2.2. Partial Observable Markov Decision Processes

A partially observable Markov decision processes POMDP is a generalization of an MDP. It assumes that the effects of actions are nondeterministic, as in MDPs, but does not assume that feedback provides perfect information about the state of the world. Instead, it recognizes that feedback may be incomplete and environmental data is subject to uncertainty. Due to this, a POMDP is said to be partially observable [11]. To see why this extension is important, consider the interactions between an agent modelled by POMDP and its environment. On one hand, the world states can be changed by executing actions. This procedure can be viewed as the control effects of actions. On the other hand, a feedback is provided to the agent when the world states change. This procedure can be viewed as the information-gathering effects of actions since different actions can change the world to different states and in turn this allows the agent to receive varying feedback [11]. Therefore, POMDP provides a unified framework to handle these two sources of uncertainties: the control effects of actions and information-gathering effects of actions.
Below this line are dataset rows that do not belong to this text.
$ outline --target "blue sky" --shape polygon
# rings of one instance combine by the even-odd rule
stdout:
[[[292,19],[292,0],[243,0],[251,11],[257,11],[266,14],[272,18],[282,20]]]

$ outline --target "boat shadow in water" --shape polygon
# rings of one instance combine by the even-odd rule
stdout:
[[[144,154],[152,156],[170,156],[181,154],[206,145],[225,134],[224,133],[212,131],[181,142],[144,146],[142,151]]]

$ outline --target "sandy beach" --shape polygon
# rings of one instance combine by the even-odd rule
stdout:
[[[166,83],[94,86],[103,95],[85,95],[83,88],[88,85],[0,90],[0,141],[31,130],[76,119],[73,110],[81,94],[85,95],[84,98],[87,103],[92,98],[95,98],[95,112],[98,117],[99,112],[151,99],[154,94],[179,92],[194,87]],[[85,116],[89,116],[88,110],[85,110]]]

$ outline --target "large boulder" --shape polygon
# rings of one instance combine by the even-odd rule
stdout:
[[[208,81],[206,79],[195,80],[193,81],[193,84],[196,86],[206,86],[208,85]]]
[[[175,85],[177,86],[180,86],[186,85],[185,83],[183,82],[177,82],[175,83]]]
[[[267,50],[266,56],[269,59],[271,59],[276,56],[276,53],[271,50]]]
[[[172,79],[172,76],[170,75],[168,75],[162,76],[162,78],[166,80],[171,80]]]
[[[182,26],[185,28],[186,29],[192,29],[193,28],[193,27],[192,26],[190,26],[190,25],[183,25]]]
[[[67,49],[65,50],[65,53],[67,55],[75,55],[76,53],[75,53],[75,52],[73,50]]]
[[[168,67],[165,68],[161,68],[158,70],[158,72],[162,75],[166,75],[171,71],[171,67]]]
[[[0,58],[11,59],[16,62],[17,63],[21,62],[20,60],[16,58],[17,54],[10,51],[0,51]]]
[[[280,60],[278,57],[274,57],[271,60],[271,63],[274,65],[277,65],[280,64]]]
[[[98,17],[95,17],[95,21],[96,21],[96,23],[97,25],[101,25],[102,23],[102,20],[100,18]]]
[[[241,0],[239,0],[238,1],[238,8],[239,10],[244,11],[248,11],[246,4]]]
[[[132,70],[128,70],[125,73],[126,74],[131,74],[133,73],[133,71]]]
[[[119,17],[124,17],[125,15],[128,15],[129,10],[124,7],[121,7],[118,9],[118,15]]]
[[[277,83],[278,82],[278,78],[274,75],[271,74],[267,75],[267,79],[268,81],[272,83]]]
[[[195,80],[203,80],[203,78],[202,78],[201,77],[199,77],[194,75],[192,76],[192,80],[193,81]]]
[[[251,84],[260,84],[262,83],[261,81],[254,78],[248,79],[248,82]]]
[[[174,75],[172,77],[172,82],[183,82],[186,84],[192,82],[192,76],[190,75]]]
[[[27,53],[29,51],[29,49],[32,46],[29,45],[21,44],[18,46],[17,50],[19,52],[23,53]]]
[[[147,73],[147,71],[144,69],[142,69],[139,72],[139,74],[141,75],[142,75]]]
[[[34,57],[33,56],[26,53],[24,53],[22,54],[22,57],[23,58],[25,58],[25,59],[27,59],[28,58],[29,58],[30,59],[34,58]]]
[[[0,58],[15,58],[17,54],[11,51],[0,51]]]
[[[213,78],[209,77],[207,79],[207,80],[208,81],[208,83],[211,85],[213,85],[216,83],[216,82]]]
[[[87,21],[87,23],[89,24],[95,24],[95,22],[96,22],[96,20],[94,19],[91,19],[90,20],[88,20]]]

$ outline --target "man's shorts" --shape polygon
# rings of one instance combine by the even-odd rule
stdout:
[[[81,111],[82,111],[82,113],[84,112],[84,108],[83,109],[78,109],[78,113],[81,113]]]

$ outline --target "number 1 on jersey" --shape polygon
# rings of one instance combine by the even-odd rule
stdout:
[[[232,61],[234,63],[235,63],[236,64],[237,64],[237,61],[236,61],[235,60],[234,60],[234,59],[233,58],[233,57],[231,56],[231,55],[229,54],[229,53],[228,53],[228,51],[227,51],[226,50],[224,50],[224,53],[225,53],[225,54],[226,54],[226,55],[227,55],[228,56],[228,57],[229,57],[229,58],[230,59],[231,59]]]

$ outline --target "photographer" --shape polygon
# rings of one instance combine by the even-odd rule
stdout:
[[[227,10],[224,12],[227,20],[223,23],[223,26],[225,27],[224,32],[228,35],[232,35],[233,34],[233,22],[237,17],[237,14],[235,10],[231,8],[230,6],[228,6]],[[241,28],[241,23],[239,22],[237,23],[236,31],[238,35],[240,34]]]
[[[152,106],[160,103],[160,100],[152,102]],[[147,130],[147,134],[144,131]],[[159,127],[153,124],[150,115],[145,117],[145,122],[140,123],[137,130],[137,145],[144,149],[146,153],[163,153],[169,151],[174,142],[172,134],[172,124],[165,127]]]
Hence, POMDP provides a method of making tradeoffs between choosing actions to change the world states and actions to collect information for the agent. Thus, a method is presented that takes into account the risk associated with a given circumstance and allows the agent to gather and utilize data to maximize its expected reward or minimize unpredictability and maximize safety.

2.3. TILEWORLD

TILEWORLD was initially introduced in [3] as a system with a highly parameterized environment which could be used to investigate reasoning in agents.
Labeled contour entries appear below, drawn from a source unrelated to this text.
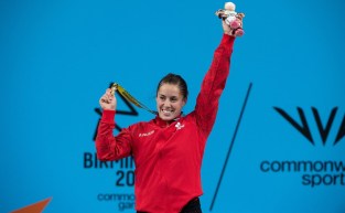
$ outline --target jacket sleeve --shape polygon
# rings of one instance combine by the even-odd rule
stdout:
[[[230,55],[235,38],[224,34],[216,49],[213,62],[202,83],[196,99],[195,116],[198,127],[207,137],[213,128],[218,110],[218,100],[229,75]]]
[[[129,128],[122,129],[116,137],[115,110],[104,110],[96,137],[97,158],[103,161],[118,160],[131,155],[131,134]]]

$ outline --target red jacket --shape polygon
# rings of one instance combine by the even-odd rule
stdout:
[[[202,159],[229,74],[234,40],[223,35],[191,114],[169,126],[155,117],[131,125],[114,137],[115,110],[104,111],[96,139],[97,157],[133,157],[138,211],[179,213],[188,201],[202,195]]]

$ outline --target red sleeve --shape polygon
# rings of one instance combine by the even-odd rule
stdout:
[[[96,150],[99,160],[118,160],[131,155],[130,129],[122,129],[119,135],[114,137],[114,128],[115,110],[104,110],[96,137]]]
[[[234,42],[234,36],[227,34],[223,35],[196,99],[196,121],[206,137],[209,135],[215,123],[218,100],[229,75]]]

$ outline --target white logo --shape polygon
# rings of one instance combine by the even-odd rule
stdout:
[[[154,134],[154,130],[149,131],[147,134],[139,134],[139,137],[147,137],[147,136],[151,136],[152,134]]]
[[[184,127],[184,125],[181,125],[181,123],[177,123],[177,124],[175,125],[175,127],[176,127],[177,130],[180,130],[180,129],[182,129],[182,128]]]

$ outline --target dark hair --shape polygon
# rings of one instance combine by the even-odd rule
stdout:
[[[187,84],[186,84],[185,81],[181,77],[181,75],[176,75],[176,74],[173,74],[173,73],[169,73],[168,75],[165,75],[165,76],[160,81],[160,83],[158,84],[157,93],[155,93],[155,94],[158,94],[158,90],[160,89],[160,87],[161,87],[163,84],[173,84],[173,85],[177,85],[179,88],[180,88],[180,90],[181,90],[181,94],[182,94],[183,98],[187,98],[187,96],[188,96]]]

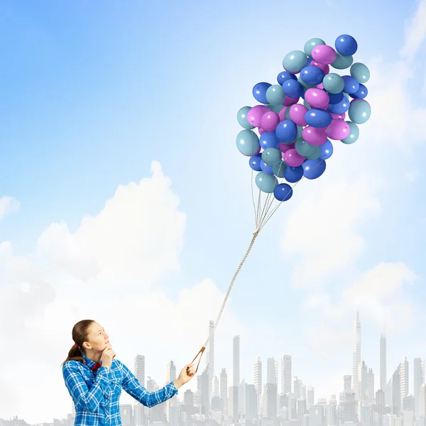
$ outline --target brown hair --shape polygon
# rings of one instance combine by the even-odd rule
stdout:
[[[72,345],[68,352],[67,359],[60,364],[61,366],[67,361],[80,361],[83,364],[86,364],[86,361],[82,356],[82,354],[86,353],[86,349],[83,347],[83,343],[87,342],[87,332],[93,322],[94,322],[94,320],[82,320],[72,327],[72,340],[78,346]]]

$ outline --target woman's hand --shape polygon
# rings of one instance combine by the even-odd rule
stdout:
[[[182,371],[179,373],[179,377],[173,381],[176,389],[178,389],[182,385],[187,383],[192,377],[195,376],[195,368],[194,364],[187,364],[182,368]]]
The TILEWORLD is inherently dynamic: starting in some randomly generated world state, based on parameters set by the experimenter, it changes over time in discrete steps, with the appearance and disappearance of holes. An agent can move up, down, left, or right, and can move tiles towards holes. The experimenter can set a number of TILEWORLD parameters, including: the frequency of appearance and disappearance of tiles, obstacles, and holes; the shape of distributions of scores associated with holes; and the choice between hard bounds (instantaneous) or soft bounds (slow decrease in value) for the disappearance of holes. In the TILEWORLD, holes appear randomly and exist for as long as their defined life-expectancy, unless they disappear because of the agent's actions. The interval between the appearance of successive holes is called the hole gestation time.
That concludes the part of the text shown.